World Cup: Public Match Viewing Centres Canceled In Adamawa

Authorities in Adamawa have ordered all live football match screening centres planning to beam World Cup matches to close.

They say they have received intelligence of planned bomb attacks during the tournament, which opens in Brazil on Thursday.

Live football match viewing centres are common in Nigeria, as not many enthusiasts have the means of watching games at home- mainly as a result of the exorbitant hike on pay-per view decoder.
Adamawa is one of the states which has witnessed torrents of attacks by the Boko Haram terrorist groups.
“Our action is not to stop Nigerians… watching the World Cup.

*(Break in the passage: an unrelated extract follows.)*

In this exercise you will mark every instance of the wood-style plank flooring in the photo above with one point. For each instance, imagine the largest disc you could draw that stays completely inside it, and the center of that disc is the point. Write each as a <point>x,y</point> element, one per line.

It is to protect their lives,” Brig-Gen Nicholas Rogers was quoted by the AFP agency as saying on Wednesday in Yola, the capital of Adamawa.
About 14 people lost their lives in a bomb attack on a bar that was screening a televised football match in Adamawa on June 1. The dreaded Boko Haram group was widely suspected for the attack.
Many people were also killed in two explosions blamed on Boko Haram while watching football in a video hall in the north-eastern town of Maiduguri in March.
Nigerians are hoping their senior national team, the Super Eagles, can take the #BringBackOurGirls campaign to Brazil, as all efforts to locate the 200 abducted girls from a school in northern Nigeria have not yielded results.
Public Viewing Centres are Regular Part of an Average Soccer Fans' Routine in Nigeria.
Public Viewing Centres
 
Kick-off time for most of the World Cup matches will be by night times in the West African region, and fans had earlier been warned to exercise caution while attending venues that attracts large crowd.
The Eagles begin their campaign against Iran on Monday, before taking on Bosnia-Hercegovina and Argentina, the earliest of the three kick-offs being the final group game against Lionel Messi’s Argentina.